Potash sales were off, at $246 million from $259 million. Sales volumes were 512,000 mt, down from 543,000 mt. Prices were up slightly, to $480/mt from $477/mt.

Second-quarter Retail net earnings were $556 million on sales of $5.2 billion, up from $486 million on sales of $4.65 billion. Within this sector, crop nutrient sales moved up to $2.36 billion from $2.11 billion, with crop protection up to $1.73 billion from $1.46 billion and seed at $712 million from $687 million.

Second-quarter Advanced Technology earnings were $14 million on sales of $178 million, up from the year-ago $13 million on sales of $158 million.

Both income and sales were up 14 percent in the first half. Net income was $1 billion ($6.41 per share) on sales of $10.5 billion, compared to the year-ago $889 million ($5.62 per share) on sales of $9.15 billion.

Six-month Retail earnings led the way at $613 million on sales of $7.67 billion, up from $471 million on sales of $6.47 billion. Crop nutrients were up to $3.4 billion from $2.8 billion, crop protection to $2.56 billion from $2.1 billion, and seed to $1.03 billion from $917 million.

Wholesale earnings were $960 million on sales of $2.93 billion, compared to the year-ago $946 million on sales of $2.95 billion. Nitrogen sales were up at $1.13 billion from $1.05 billion. Nitrogen volumes were 2.1 million mt with an average selling price of $536/mt, versus the year-ago 2.18 million mt and $482/mt.

Phosphate sales were $413 million, down from $444 million. Volumes were down slightly, to 556,000 mt from 565,000 mt. Prices were down at $742/mt from $786/mt.

Potash sales were $385 million, down from $454 million. Volumes were 791,000 mt, down from 1.02 million mt. Prices were up at $486/mt from $445/mt.

Advanced Tech earnings were $9 million on sales of $313 million, up from the year-ago $8 million on sales of $239 million.
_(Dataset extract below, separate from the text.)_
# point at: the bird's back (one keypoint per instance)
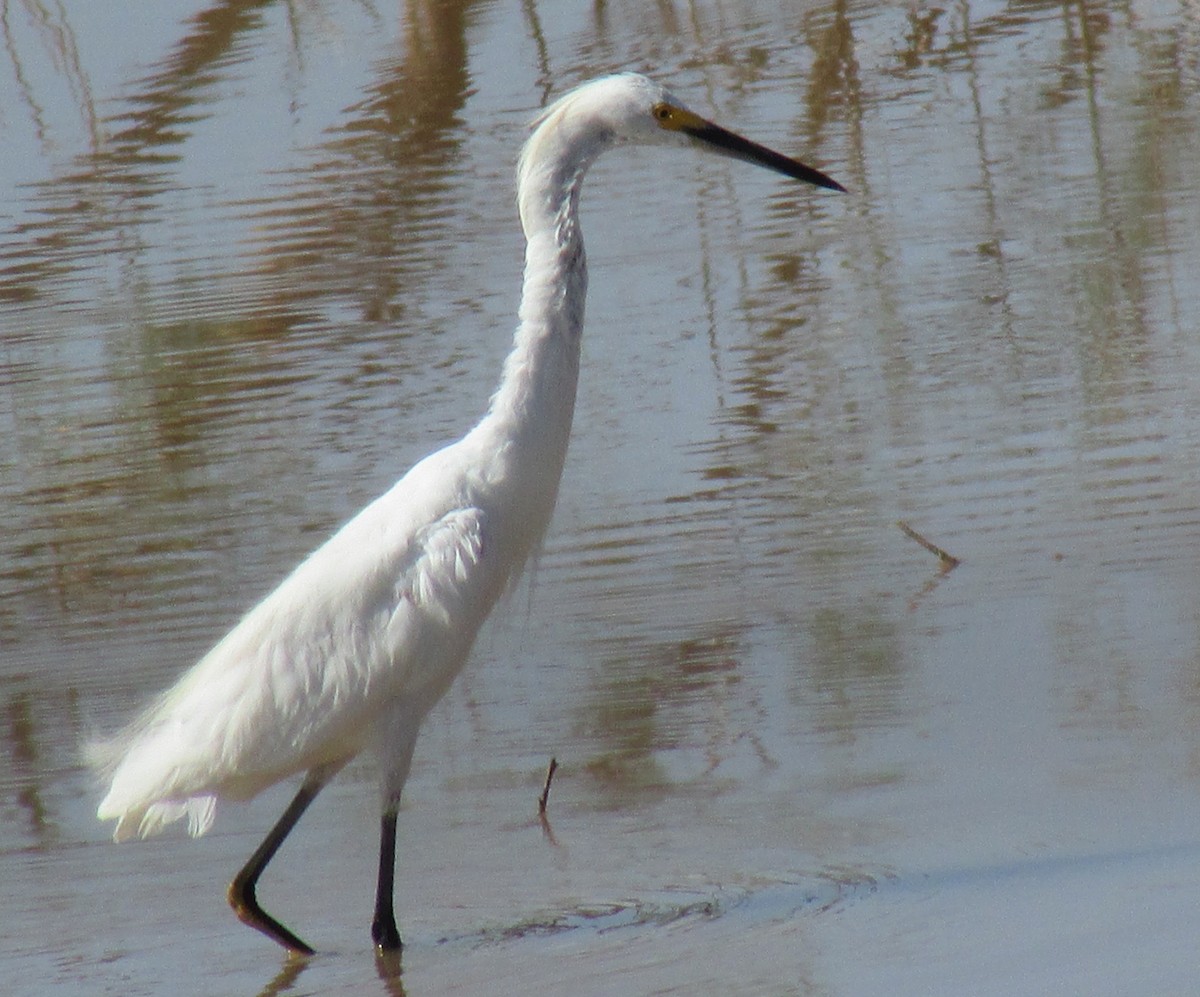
(381, 617)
CHS continues to add international assets, buys Brazilian input and grain company

CHS Inc. continues to add to its international assets with another purchase, announced Aug. 1 – Atman, a company based in Goiania, Brazil. The acquisition was executed through the company’s CHS do Brasil entity in that country. Atman is an input distribution and grain origination company operating in Goias, the third largest producing state of Brazil.
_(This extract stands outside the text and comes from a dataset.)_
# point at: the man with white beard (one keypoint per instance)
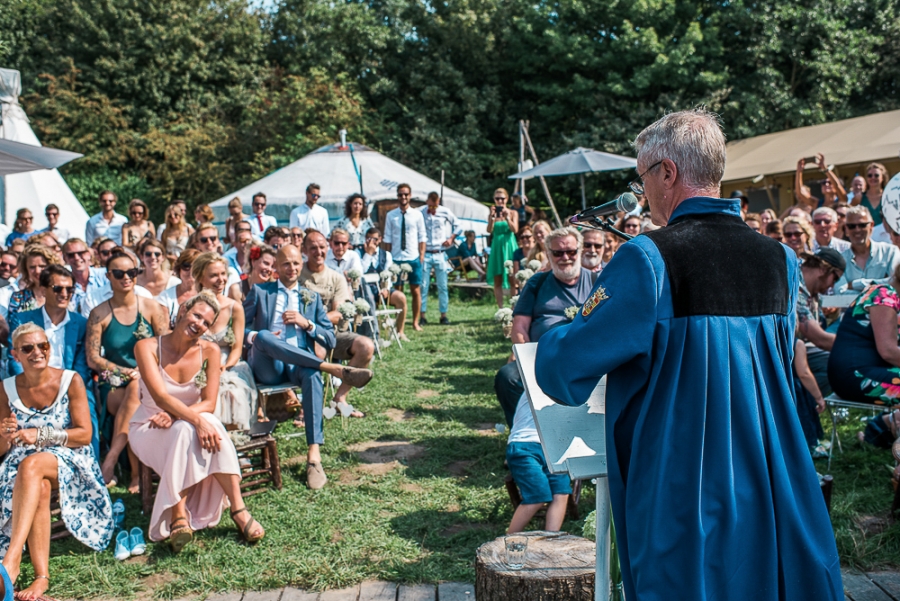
(543, 303)
(592, 250)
“CHS is steadily and strategically expanding its South American grain and crop nutrients business. As part of CHS, Atman will accelerate our growth,” said Stefano Rettore, senior vice president, CHS South America, Sao Paulo, Brazil. “This acquisition will help us further fulfill the CHS aspiration for global commodities expansion by providing expertise in barter operations that are key to the business model in the Brazilian cerrado.”

The Atman acquisition rounds out a series of strategic South American business investments CHS has announced in the last six months. In May, CHS announced it had purchased 25 percent ownership of TCN, a Brazilian logistics company, and also signed a long-term agreement with TCN, securing export terminal access at the Port of Itaqui, Sao Luis, Brazil. In July, CHS acquired 50 percent ownership of Andali, a provider of fertilizer storage and blending services based in Paranagua, Brazil (GM July 9, p. 1).

“CHS is committed to the long-term growth and development of its commodities business in Brazil and across the region. These investments and the expertise that our partners and new employees bring will help us further add value to our owners,” Rettore said.